Cuba Refinery
The oil refinery Camilo Cienfuegos is silhouetted against the setting sun in Cienfuegos December 20, 2007 Reuters

Which OPEC member could benefit hugely from Cuba's nascent offshore oil industry?

Venezuela.

As Cuba starts its first offshore drilling and foreign companies eye more prospects, the Latin American republic led by President Hugo Chavez may be among the biggest winners.

The reason is that after years of subsidizing the island nation of former president Fidel Castro and now his brother Raul, a Cuba that starts making money from oil might slowly wean itself off Venezuelan aid.

Cuba now refines about 50,000 barrels of oil a day, about a third of its requirements. Venezuela makes up the difference for free, said Jorge Pinon, the former president of Amoco Oil Latin America and an expert on the Cuban oil industry. Pinon now is a research fellow at the Center for International Energy and Environmental Policy at the University of Texas.

Instead of cash, Cuba pays back its Latin American neighbor by sending doctors, teachers and other skilled labor in a sort of international bartering system, Pinon said in an interview.

Cuba may have vast oil reserves, mostly offshore. The U.S. Geological Survey estimates the island has reserves equivalent to 941 million barrels of oil.

Oil-hungry China has extended a line of credit to Cuba for the purpose of expanding the country's refining capacity to 150,000 barrels a day. That expansion should be completed by 2015, Pinon said. That would be just in time, Cuban authorities hope, for the Spanish-contracted Scarabeo-9 oil rig to find and start producing oil offshore.

Repsol, Spain's biggest oil company, is using that rig to drill only 56 miles from the Florida coast. The rig itself was built in China.

An expanded and improved Soviet-era refinery in Cienfuegos on Cuba's southern coast, previously refurbished by Venezuela, is expected to enable the country to meet its domestic demand.
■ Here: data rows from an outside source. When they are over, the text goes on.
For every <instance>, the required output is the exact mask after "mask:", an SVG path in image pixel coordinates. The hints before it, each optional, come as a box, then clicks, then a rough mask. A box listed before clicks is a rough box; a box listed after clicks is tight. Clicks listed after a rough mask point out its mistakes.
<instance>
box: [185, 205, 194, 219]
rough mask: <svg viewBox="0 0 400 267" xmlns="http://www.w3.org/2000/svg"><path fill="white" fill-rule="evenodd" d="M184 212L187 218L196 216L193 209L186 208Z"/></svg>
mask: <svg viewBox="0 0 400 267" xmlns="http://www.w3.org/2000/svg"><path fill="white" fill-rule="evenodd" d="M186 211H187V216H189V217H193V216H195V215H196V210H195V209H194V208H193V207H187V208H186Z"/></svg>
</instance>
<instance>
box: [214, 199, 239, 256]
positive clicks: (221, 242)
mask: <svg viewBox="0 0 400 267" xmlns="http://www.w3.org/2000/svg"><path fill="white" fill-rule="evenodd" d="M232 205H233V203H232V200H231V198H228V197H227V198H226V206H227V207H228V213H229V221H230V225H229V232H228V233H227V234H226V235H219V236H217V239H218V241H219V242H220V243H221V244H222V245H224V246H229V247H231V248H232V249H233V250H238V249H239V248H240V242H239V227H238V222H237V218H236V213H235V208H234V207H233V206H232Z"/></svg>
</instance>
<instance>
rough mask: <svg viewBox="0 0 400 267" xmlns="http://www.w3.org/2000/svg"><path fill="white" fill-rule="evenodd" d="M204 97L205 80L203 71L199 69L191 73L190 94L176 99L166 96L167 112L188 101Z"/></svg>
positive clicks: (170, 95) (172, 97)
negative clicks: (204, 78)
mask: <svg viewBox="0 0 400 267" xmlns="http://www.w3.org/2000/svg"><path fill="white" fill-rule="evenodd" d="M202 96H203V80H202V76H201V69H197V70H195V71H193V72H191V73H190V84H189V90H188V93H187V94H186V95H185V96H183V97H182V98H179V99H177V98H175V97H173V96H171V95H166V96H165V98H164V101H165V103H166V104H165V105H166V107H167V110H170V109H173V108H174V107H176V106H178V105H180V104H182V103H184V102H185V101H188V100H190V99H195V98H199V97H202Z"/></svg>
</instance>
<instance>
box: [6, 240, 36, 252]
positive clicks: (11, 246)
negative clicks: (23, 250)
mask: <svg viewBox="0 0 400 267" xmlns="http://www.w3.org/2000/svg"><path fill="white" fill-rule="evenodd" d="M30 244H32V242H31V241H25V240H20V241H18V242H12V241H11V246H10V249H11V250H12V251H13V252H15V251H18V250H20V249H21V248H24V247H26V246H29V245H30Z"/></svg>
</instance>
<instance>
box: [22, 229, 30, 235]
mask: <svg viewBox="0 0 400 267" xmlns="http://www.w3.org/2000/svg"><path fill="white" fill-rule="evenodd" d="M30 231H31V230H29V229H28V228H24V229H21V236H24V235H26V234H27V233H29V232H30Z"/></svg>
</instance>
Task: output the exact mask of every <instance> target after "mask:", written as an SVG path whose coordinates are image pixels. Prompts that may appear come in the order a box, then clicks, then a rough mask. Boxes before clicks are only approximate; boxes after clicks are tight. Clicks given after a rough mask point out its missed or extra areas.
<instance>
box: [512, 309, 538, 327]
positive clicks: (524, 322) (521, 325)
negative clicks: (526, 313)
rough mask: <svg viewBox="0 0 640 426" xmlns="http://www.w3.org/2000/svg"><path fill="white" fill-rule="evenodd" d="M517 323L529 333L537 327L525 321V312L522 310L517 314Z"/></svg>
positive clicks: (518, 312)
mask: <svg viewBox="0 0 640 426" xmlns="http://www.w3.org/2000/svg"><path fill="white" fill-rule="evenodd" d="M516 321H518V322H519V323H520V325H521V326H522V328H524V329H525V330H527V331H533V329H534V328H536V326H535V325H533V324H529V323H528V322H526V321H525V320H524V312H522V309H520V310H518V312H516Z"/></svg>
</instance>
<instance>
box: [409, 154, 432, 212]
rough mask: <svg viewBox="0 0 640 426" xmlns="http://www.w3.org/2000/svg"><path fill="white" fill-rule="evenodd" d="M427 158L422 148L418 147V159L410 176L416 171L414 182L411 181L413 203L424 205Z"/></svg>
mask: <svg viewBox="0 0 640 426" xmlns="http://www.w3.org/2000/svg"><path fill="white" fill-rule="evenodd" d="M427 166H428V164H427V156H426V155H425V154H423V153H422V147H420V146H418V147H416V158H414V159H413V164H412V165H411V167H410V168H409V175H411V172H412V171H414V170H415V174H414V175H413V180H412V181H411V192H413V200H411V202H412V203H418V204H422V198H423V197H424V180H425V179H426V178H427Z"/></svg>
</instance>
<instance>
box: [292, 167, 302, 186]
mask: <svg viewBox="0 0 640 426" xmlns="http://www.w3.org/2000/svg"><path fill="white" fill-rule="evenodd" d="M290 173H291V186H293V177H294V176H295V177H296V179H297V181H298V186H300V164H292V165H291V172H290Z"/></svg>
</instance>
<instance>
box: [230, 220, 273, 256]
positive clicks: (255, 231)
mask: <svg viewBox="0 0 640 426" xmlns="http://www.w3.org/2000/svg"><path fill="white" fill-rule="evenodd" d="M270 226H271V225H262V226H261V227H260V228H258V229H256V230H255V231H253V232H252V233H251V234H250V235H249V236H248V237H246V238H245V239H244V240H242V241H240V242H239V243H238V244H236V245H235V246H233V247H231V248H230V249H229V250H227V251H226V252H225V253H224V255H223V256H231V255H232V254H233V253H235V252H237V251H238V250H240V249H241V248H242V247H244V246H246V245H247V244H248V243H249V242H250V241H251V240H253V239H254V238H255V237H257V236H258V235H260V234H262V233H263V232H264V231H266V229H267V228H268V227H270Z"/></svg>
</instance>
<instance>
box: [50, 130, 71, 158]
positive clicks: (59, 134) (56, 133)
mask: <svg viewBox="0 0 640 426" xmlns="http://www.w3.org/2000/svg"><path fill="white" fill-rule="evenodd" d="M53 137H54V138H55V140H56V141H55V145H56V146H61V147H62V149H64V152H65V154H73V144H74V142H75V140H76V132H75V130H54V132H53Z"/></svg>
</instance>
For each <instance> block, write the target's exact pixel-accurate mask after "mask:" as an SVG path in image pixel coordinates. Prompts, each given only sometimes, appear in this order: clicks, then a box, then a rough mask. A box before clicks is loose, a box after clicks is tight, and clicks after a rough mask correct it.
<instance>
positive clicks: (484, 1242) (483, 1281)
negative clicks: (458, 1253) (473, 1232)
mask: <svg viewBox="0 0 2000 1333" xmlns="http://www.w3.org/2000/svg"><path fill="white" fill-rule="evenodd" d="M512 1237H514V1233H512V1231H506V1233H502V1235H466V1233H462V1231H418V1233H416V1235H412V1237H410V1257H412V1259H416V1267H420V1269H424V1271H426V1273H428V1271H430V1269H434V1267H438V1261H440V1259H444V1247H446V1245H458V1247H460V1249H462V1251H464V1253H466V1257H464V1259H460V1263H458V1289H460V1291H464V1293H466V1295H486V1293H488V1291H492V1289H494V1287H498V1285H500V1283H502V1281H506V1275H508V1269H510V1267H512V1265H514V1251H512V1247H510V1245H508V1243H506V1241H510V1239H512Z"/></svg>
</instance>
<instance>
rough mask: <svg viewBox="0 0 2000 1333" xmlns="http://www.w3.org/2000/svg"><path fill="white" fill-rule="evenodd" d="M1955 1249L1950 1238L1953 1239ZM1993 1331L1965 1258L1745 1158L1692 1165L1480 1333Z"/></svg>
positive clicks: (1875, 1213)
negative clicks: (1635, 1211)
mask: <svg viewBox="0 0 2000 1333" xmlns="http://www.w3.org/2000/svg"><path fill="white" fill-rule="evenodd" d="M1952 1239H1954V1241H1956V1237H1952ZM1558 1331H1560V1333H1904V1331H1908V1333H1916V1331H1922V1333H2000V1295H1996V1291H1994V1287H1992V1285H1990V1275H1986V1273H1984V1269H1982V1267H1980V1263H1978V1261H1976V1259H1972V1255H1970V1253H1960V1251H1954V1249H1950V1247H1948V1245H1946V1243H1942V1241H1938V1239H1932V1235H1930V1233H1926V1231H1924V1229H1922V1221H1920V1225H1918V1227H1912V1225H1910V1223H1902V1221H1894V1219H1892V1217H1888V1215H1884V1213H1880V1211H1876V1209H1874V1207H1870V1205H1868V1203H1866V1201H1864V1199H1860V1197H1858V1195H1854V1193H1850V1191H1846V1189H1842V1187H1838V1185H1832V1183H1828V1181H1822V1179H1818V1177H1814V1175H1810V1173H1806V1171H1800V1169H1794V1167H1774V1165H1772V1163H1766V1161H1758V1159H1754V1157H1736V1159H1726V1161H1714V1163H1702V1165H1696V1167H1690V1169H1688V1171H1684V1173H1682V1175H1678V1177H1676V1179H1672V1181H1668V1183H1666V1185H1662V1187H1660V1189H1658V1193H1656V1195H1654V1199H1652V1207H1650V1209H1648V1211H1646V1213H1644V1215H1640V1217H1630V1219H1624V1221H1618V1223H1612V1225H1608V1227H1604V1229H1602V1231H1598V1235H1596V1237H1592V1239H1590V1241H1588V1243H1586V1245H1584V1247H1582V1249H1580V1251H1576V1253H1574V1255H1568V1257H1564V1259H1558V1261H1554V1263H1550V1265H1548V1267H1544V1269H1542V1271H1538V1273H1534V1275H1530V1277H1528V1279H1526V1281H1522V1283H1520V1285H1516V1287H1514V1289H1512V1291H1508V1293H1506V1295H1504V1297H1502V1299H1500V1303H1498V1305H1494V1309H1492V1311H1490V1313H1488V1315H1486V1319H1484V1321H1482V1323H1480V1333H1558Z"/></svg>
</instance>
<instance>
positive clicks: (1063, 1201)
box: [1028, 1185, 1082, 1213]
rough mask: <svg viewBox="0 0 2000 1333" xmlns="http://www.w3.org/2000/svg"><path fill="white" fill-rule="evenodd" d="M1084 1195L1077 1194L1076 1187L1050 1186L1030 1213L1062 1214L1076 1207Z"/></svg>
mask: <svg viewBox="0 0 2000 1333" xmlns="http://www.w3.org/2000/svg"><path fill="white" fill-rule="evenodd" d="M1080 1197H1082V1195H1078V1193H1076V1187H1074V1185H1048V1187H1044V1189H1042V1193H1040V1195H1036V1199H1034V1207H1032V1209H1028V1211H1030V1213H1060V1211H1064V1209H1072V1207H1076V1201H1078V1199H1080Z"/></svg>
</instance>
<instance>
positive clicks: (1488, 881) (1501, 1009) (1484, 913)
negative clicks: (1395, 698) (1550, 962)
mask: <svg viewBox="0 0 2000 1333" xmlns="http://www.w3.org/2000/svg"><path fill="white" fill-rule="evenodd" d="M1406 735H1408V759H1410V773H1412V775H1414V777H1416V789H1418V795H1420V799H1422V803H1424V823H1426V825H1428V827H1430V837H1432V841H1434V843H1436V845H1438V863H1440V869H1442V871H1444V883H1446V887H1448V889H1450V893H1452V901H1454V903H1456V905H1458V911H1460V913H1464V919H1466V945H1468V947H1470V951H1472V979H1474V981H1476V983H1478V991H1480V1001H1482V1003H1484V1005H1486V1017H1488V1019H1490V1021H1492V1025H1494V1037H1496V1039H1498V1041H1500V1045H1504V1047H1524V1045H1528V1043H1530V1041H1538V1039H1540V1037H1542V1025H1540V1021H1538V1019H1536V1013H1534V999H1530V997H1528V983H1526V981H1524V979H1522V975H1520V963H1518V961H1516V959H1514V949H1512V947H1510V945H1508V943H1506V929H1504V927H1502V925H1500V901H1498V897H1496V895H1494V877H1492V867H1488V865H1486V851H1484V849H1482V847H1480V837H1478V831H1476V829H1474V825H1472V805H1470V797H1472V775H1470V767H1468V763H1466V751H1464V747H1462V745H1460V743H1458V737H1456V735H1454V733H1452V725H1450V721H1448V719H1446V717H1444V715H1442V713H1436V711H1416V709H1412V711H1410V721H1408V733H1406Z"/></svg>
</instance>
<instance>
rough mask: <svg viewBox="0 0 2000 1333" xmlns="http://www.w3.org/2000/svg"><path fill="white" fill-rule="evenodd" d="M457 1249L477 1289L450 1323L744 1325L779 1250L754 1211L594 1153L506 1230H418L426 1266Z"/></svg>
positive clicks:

That would immediately benefit the Chavez regime because the oil would be sent to Venezuela for sale on world markets.

With the extra revenue, Venezuela could start paying the Cuban government in cash for the skilled labor exchanges between the two countries, Pinon said.

Despite its resources, Cuba will be unable to export much of its refined or crude oil because most of the world's refineries have some form of business relationship with U.S. oil companies, Pinon explained. To maintain those working relationships, the U.S. embargo against the communist regime extends well beyond the Western Hemisphere.

On the assumption that Cuba produces more oil than it actually needs, that will become a challenge, Pinon said. He added that Cuba could likely find markets for its excess crude in Venezuela and China.

Being far away from markets, however, such trading wouldn't be economical, considering a country's oil refining infrastructure is set up in such a way that oil is designed to flow out of the country -- not back in.

In Tuesday trading the price of crude was up a nickel to $104.05 a barrel.